In altre parole, stiamo parlando dell’indeterminazione della realtà, indeterminatezza che poi può essere applicata al pensiero umano. Jung è uno dei padri moderni di tali investigazioni ed è anche il papà della Sincronicità; parlare di essa equivale a gettare una pesante ipoteca sulla consistenza che percepiamo del costrutto del reale, proiettandolo poi verso il personalissimo innerspace.

Ma cos’è la Sincronicità? Andando a consultare Wikipedia (it.wikipedia.org/wiki/Sincronicit%C3%A0) possiamo ottenere la seguente definizione:

La sincronicità è un termine introdotto da Carl Jung nel 1950 per descrivere una connessione fra eventi, psichici o oggettivi, che avvengono in modo sincrono, cioè nello stesso tempo, e tra i quali non vi è una relazione di causa-effetto ma una evidente comunanza di significato. La sincronicità è relativa quindi alle "coincidenze significative".

Fenomeni di "coincidenze significative" avevano da sempre affascinato Jung. Già nel 1916, a pochi anni di distanza dalla sua defezione dal gruppo degli psicoanalisti fedeli al metodo scientifico-oggettivante e a Sigmund Freud, scriveva dell'opportunità di affiancare al principio di causalità quello finalistico:

«La causalità è solo un principio, e la psicologia non può venir esaurita soltanto con metodi causali, perché lo spirito (la psiche) vive ugualmente di fini.»

Jung distingue la sincronicità vera e propria dal mero "sincronismo" degli eventi che accadono simultaneamente, ma senza alcuna connessione di significato.

La vita di tutti i giorni ci propone spesso il tipo comune di sincronicità. Per esempio: pensiamo a un amico, e lui improvvisamente ci telefona. Tuttavia accanto a queste alcuni credono anche che possano esistere le sincronicità precognitive e chiaroveggenti.
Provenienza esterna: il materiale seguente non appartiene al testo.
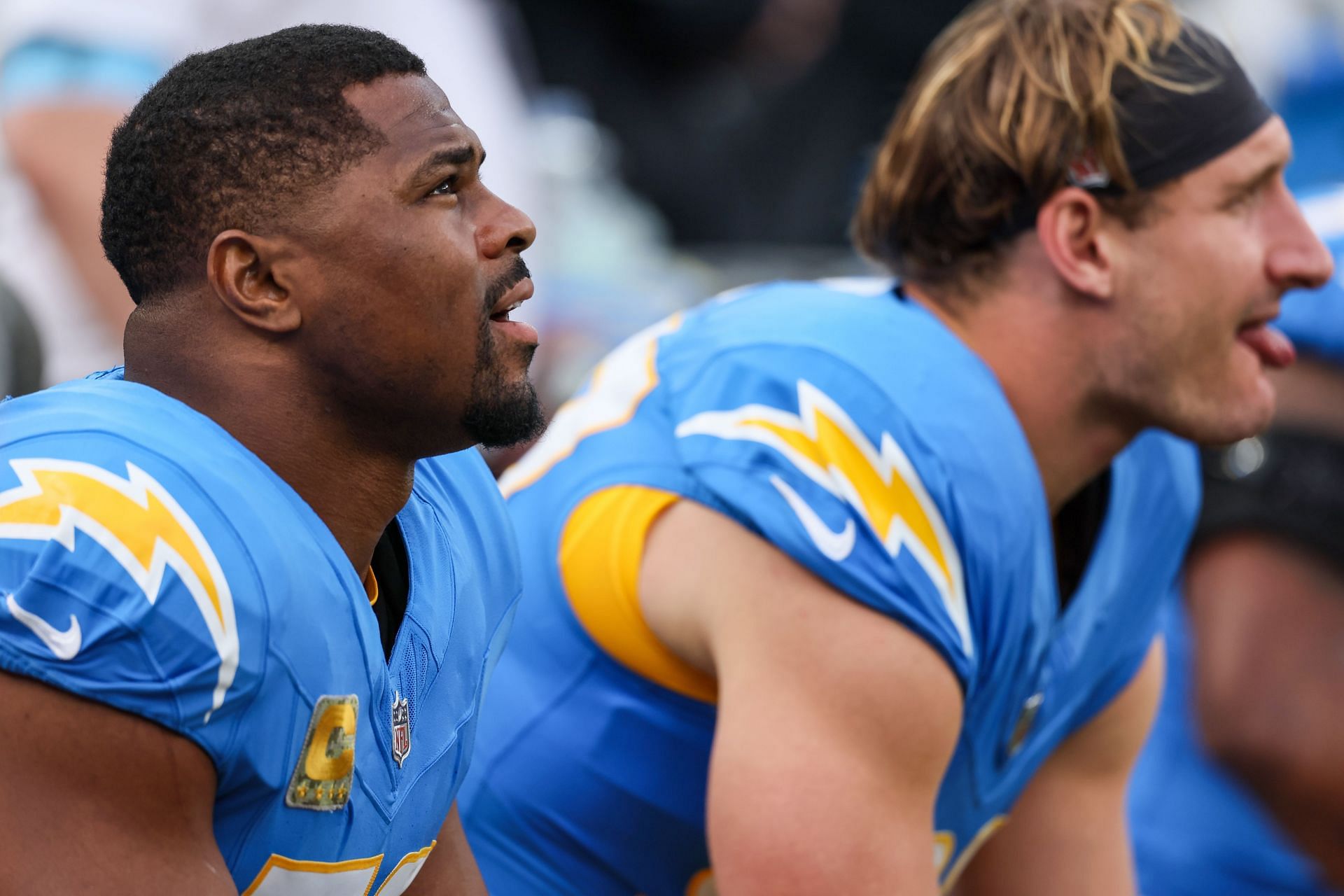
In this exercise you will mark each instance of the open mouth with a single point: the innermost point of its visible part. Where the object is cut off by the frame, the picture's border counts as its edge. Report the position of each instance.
(1270, 346)
(510, 302)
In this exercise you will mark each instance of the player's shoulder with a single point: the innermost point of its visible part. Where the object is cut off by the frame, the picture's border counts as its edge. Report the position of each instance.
(859, 435)
(1167, 481)
(155, 535)
(470, 511)
(850, 370)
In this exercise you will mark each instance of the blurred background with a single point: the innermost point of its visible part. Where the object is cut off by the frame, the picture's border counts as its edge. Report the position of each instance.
(667, 149)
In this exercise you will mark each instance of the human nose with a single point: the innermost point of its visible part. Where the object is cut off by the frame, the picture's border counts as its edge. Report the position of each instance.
(1298, 260)
(505, 230)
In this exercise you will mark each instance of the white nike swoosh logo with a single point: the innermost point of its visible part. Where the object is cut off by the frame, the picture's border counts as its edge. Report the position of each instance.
(831, 543)
(64, 644)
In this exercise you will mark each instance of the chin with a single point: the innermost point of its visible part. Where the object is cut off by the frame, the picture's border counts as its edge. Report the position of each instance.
(1238, 416)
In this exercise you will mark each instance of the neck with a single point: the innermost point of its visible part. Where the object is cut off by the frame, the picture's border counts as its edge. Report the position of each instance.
(1027, 337)
(354, 488)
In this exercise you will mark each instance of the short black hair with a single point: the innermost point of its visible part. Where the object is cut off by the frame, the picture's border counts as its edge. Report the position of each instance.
(227, 137)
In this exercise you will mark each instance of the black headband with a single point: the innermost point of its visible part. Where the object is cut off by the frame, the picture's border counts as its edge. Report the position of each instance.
(1167, 133)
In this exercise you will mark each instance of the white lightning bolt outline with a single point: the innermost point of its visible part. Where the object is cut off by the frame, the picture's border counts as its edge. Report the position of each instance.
(737, 425)
(137, 486)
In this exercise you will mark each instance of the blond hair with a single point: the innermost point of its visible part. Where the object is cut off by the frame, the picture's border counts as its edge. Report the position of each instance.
(1006, 99)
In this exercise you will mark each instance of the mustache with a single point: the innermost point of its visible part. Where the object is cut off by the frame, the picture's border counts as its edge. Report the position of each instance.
(512, 277)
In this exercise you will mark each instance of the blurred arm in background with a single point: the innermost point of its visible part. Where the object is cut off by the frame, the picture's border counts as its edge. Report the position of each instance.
(58, 146)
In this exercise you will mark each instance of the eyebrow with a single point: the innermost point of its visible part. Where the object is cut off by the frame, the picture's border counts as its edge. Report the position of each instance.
(445, 159)
(1254, 183)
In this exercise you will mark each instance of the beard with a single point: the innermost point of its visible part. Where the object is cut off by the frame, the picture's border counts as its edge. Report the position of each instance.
(502, 412)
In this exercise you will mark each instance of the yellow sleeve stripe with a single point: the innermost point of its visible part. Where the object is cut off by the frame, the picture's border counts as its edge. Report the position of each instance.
(600, 555)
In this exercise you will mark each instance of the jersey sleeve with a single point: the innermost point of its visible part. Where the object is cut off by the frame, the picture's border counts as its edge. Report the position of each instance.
(811, 454)
(120, 582)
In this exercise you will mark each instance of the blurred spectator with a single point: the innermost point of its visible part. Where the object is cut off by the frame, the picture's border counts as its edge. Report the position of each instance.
(1241, 790)
(20, 354)
(70, 69)
(743, 121)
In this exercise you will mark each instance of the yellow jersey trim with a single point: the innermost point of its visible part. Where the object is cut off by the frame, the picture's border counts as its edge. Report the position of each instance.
(600, 555)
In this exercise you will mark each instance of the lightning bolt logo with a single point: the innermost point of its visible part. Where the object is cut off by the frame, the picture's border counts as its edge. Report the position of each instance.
(825, 445)
(139, 524)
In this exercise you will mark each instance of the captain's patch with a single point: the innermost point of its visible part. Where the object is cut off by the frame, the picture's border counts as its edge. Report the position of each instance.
(326, 766)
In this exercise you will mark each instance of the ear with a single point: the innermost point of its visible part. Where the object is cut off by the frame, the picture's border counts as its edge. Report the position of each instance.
(251, 277)
(1070, 232)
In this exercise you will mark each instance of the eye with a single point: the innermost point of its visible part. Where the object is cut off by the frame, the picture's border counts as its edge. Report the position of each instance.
(448, 187)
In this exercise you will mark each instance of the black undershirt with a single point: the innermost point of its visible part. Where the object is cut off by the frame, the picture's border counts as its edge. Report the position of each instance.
(391, 568)
(1077, 527)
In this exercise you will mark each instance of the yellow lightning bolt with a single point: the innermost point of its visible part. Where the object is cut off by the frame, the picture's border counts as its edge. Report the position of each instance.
(883, 496)
(139, 523)
(828, 447)
(137, 527)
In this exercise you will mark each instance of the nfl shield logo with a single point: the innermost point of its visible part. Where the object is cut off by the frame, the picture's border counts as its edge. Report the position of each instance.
(401, 729)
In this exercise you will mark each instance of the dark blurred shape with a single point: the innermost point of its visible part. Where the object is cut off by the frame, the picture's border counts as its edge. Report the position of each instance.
(20, 351)
(741, 120)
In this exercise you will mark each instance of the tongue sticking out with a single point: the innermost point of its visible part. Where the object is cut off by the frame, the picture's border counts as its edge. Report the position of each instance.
(1273, 348)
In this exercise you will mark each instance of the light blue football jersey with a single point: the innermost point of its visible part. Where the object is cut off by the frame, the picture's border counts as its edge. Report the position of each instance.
(150, 562)
(1196, 830)
(854, 431)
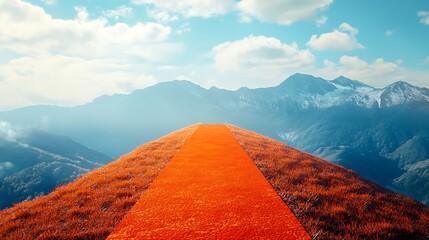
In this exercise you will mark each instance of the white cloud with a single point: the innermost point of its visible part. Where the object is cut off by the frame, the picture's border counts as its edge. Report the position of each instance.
(389, 33)
(244, 18)
(46, 60)
(121, 11)
(192, 8)
(260, 55)
(65, 80)
(161, 15)
(184, 28)
(378, 73)
(48, 2)
(424, 17)
(283, 11)
(341, 39)
(27, 29)
(321, 21)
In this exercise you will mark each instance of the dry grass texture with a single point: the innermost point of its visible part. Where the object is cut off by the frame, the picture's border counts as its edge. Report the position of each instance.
(91, 207)
(330, 201)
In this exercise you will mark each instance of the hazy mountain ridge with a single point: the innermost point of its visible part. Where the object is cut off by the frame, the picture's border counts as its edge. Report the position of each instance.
(33, 163)
(376, 132)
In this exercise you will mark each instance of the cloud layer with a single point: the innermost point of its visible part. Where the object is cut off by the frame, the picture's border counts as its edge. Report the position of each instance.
(341, 39)
(283, 11)
(68, 62)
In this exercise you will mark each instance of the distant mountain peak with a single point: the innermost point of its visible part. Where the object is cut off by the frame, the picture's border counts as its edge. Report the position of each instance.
(346, 82)
(305, 84)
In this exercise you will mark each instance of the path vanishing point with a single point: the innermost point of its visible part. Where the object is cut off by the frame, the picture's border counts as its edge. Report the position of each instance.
(211, 189)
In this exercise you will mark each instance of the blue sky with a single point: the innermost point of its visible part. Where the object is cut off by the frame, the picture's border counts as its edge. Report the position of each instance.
(69, 52)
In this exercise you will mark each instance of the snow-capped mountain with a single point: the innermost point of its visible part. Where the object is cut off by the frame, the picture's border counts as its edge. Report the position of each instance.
(378, 132)
(319, 93)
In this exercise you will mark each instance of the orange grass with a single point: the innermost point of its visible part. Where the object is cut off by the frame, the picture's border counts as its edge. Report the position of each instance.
(211, 189)
(91, 207)
(330, 201)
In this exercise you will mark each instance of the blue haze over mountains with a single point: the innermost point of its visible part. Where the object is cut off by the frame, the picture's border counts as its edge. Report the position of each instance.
(383, 134)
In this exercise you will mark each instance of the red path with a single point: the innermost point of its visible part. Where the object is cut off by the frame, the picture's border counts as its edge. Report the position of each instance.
(210, 190)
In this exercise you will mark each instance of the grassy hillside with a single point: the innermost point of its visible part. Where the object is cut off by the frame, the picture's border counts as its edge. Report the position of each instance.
(93, 205)
(330, 201)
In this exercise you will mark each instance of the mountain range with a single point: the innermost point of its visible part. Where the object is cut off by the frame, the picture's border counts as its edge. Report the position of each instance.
(381, 133)
(33, 163)
(330, 202)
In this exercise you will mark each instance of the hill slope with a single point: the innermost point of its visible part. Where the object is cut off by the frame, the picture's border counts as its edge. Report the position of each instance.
(363, 128)
(90, 207)
(33, 163)
(330, 201)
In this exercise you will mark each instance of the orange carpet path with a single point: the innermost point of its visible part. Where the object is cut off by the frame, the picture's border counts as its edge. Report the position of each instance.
(211, 189)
L’ultimo paragrafo della definizione sovrastante lascia una sensazione spiazzante rispetto al comune percepire il Futuro, che s’immagina fortemente tecnicizzato e dotato di una robusta impronta di razionalità, una sorta di Illuminismo potenziato che poco spazio lascia a pensieri indeterminati.
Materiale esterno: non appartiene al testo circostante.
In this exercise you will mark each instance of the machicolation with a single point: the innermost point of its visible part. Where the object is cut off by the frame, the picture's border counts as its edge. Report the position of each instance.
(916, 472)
Ci viene in soccorso quanto riportato su geagea.com/09indi/09_06.htm

La Sincronicità è un fenomeno che ha catturato l’attenzione e la ricerca di C.G.Jung e W.Pauli per più di 30 anni.

Consiste nel verificarsi simultaneo di due diversi stati psichici, due eventi (interni e/o esterni) legati da un significato, ma non da causalità.

Sono coincidenze significative entro cui la "connessione" prescinde dal tempo, dallo spazio e dai rapporti causa-effetto.

Una delle testimonianze più note sul fenomeno è quella riportata da Jung nell’esperienza con una paziente. La donna, che si trovava in un momento terapeutico decisivo, stava raccontando un sogno nel quale ella riceveva in dono uno scarabeo d’oro. Nel frattempo Jung sentì un rumore alle sue spalle, come se qualcosa urtasse contro la finestra: era uno scarabeo che cercava di entrare nella stanza buia.

Lo scarabeo, simbolo per eccellenza di rinascita, "entrato" nel momento analitico più idoneo, riuscì ad infrangere la barriera difensiva della donna che, ancorata ad una statica razionalità, non era riuscita, fino a quel momento, ad evolvere.